Desperate days for death row pair

Lawyers for Andrew Chan and Myuran Sukumaran are calling for a halt to plans to move them from their Bali jail for execution, after receiving a summons to appear in court.

Bali authorities are readying to move the Bali Nine heroin smugglers to the island where they will face the firing squad this week.

But lawyer Todung Mulya Lubis has been asked to front the state administrative court in Jakarta next Tuesday, where he is challenging the presidential decree that denied them clemency.

"We are talking about the lives of human beings," he told reporters.

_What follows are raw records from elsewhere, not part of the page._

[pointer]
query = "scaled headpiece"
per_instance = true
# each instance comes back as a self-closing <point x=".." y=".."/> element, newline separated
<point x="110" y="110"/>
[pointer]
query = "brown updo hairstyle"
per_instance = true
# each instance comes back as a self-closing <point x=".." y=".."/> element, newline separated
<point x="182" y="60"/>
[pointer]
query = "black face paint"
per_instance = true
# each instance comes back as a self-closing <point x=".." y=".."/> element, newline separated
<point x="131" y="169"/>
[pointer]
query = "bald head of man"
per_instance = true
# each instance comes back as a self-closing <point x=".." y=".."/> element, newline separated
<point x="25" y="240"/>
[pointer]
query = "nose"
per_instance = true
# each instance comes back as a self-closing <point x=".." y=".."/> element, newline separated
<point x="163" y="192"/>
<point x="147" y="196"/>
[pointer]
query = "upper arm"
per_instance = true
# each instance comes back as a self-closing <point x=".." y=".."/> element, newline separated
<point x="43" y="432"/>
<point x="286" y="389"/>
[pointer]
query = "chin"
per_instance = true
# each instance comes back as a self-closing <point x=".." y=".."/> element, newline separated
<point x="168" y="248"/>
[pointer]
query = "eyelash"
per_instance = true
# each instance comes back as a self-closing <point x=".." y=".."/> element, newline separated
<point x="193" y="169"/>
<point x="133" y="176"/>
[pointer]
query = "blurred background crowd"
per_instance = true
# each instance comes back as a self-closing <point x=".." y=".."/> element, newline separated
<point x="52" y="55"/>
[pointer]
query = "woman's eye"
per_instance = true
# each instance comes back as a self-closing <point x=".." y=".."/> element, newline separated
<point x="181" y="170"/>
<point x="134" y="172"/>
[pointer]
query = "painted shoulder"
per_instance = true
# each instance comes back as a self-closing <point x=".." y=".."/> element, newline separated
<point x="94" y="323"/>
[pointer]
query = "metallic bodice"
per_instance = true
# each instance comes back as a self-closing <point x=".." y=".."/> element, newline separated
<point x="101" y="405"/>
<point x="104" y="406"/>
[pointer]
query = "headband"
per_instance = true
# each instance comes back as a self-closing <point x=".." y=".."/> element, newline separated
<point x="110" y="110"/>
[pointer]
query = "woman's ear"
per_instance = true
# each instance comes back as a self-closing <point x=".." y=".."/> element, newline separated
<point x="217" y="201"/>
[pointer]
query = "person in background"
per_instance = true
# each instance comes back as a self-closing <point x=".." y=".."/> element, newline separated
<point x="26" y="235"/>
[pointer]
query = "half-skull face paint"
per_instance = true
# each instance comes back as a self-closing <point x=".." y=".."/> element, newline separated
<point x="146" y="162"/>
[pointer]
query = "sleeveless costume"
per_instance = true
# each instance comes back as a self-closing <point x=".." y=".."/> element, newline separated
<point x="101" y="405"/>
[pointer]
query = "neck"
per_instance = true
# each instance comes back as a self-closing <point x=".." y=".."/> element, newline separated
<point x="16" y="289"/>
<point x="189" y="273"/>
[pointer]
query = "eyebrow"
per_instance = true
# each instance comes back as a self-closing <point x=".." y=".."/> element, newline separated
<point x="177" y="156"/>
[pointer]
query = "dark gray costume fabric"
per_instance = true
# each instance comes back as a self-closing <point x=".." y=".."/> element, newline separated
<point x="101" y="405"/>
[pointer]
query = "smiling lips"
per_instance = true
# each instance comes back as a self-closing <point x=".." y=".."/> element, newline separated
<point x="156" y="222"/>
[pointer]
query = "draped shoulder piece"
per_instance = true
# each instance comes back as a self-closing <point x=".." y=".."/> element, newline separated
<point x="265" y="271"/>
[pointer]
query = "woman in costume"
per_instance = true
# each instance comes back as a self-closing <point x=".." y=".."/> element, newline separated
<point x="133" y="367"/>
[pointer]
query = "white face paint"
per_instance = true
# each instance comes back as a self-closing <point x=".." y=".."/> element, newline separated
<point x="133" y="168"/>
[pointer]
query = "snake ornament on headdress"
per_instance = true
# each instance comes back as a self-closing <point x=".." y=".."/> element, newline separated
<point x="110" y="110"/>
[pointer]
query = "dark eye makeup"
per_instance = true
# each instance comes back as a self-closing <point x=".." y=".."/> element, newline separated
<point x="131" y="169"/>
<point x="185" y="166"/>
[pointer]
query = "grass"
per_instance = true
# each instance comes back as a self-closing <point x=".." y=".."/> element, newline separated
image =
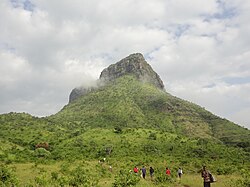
<point x="27" y="173"/>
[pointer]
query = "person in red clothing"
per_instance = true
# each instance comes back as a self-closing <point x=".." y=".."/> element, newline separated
<point x="168" y="172"/>
<point x="136" y="170"/>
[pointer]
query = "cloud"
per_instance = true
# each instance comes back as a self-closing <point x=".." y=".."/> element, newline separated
<point x="199" y="48"/>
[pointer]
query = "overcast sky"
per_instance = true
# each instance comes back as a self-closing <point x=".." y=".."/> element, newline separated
<point x="200" y="49"/>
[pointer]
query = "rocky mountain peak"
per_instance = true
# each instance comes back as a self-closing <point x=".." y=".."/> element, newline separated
<point x="136" y="65"/>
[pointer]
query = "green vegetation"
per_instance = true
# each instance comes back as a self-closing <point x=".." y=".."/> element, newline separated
<point x="128" y="123"/>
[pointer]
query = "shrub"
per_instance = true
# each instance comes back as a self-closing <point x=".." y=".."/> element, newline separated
<point x="42" y="152"/>
<point x="125" y="178"/>
<point x="7" y="177"/>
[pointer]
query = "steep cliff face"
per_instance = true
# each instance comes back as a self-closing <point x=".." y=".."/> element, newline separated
<point x="134" y="64"/>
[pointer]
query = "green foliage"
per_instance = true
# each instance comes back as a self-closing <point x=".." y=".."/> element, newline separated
<point x="7" y="176"/>
<point x="42" y="152"/>
<point x="125" y="178"/>
<point x="128" y="123"/>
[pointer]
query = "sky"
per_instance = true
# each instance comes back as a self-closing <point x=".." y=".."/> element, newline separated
<point x="200" y="49"/>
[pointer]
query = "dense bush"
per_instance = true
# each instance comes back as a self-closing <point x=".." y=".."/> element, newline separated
<point x="125" y="178"/>
<point x="7" y="176"/>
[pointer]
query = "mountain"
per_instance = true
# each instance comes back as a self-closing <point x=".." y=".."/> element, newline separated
<point x="131" y="94"/>
<point x="128" y="118"/>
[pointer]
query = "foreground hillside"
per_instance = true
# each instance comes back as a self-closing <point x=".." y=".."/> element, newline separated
<point x="130" y="120"/>
<point x="128" y="123"/>
<point x="126" y="102"/>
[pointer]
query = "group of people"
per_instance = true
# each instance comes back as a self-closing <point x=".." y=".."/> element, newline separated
<point x="151" y="171"/>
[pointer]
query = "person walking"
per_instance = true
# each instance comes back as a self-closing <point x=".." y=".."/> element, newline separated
<point x="205" y="174"/>
<point x="151" y="171"/>
<point x="143" y="170"/>
<point x="179" y="172"/>
<point x="136" y="170"/>
<point x="168" y="172"/>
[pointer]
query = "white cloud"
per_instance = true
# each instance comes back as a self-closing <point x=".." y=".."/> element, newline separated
<point x="199" y="48"/>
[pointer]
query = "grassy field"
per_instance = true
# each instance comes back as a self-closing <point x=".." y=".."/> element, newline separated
<point x="26" y="173"/>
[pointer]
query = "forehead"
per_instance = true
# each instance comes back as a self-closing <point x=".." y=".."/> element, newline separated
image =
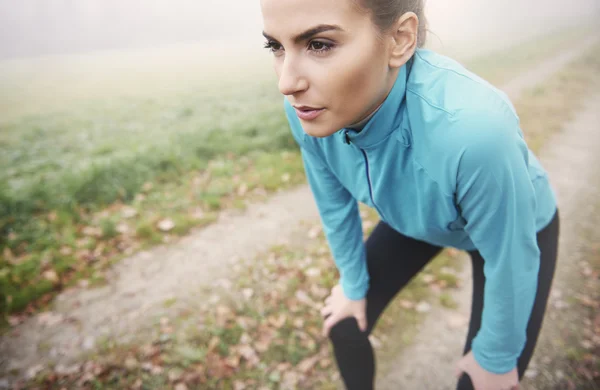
<point x="285" y="18"/>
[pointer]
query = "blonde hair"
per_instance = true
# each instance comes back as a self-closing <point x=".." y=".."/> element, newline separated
<point x="384" y="14"/>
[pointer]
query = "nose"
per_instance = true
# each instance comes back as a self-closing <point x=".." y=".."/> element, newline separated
<point x="291" y="80"/>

"Everyone dealing with this must take all arguments put forward in the clemency petition seriously.

"Rejecting the clemency might end up killing, or ending the lives, of the petitioners."

The lawyers argue President Joko Widodo's blanket ban on clemency to Chan, Sukumaran and all death row drug offenders, failed to judge individual cases on their merits as required.

Mr Lubis urged Attorney-General HM Prasetyo to halt plans to move the men from Bali's Kerobokan jail to central Java's Nusakambangan island, where the executions will take place.

"It's hard to reverse that, once they are moved there," he said.

"For the sake of justice and fairness I think it is fair for the attorney-general to wait for this legal process to finish."

But Mr Prasetyo's spokesman said plans were moving ahead, with what he called "D-Day" - the execution date - to be announced once all prisoners were on Nusakambangan.

Prime Minister Tony Abbott has made another appeal for mercy to Mr Joko, whose hard line on drugs is popular in Indonesia.

Australian barrister Michael O'Connell says Chan, 31, and Sukumaran, 33, remain "composed and dignified" in very trying times.